Rund um Kritsa

Am Tag nach dem grossen Weihnachtsessen der Seglergemeinde von Agios Nikolaos ist es eine schöne Abwechslung mit dem Auto eine Entdeckungstour zu machen. 

Wir fahren schon am frühen Morgen nach Kritsa, das nur 10 Kilometer von Agios entfernt in den nahen Bergen liegt. Das Dorf klebt richtig am Berghang. Auf dem Parkplatz, wo im Sommer die vielen Touristenbusse anhalten, steht unser Auto fast alleine. Wir spazieren durch die engen Gassen des Ortes, wir sind aber die einzigen Besucher heute Morgen. Die grösste Anziehungskraft geht von dem authentischen ländlichen-gemächlichen Treiben und der gepflasterten Strasse Kritzotopaula aus. Die Bewohner verkaufen hier in den Geschäften handgemachte Olivenholz-Schnitzereien, handgemachte Sandalen und Schuhe, Olivenöl und Stickereien. Leider ist das Dorf in der Winterzeit fast ausgestorben. 
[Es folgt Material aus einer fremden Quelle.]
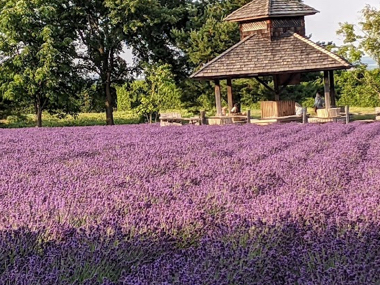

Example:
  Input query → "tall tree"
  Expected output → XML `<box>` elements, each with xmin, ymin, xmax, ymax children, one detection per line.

<box><xmin>71</xmin><ymin>0</ymin><xmax>140</xmax><ymax>125</ymax></box>
<box><xmin>0</xmin><ymin>0</ymin><xmax>78</xmax><ymax>127</ymax></box>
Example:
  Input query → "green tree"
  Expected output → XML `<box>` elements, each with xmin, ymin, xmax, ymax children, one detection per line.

<box><xmin>0</xmin><ymin>0</ymin><xmax>79</xmax><ymax>127</ymax></box>
<box><xmin>337</xmin><ymin>5</ymin><xmax>380</xmax><ymax>107</ymax></box>
<box><xmin>133</xmin><ymin>64</ymin><xmax>181</xmax><ymax>123</ymax></box>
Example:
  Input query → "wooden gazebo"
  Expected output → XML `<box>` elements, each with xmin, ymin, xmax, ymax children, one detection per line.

<box><xmin>191</xmin><ymin>0</ymin><xmax>351</xmax><ymax>120</ymax></box>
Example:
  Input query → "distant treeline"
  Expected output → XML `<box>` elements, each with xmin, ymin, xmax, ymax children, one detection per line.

<box><xmin>0</xmin><ymin>0</ymin><xmax>380</xmax><ymax>126</ymax></box>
So fahren wir zur nur 1 Kilometer entfernten Panagia-Kera Kirche. Etwas abseits der Landstrasse mitten in einem Olivenhain, steht die dreischiffige Kirche aus dem 13. Jahrhundert. Die byzantinischen Freskenmalereien zählen zu den schönsten ganz Kretas. 

Leider ist die Kirche geschlossen, vielleicht weil Weihnachten ist. Wir werden wieder kommen ist ja nicht weit hierher. 

Nun fahren wir die 4 Kilometer nach Lato. Die Stadt gibts aber seit 200 Jahren vor Christus nicht mehr, die Bewohner sind damals von dortoben nach Agios Nikolaos umgezogen. 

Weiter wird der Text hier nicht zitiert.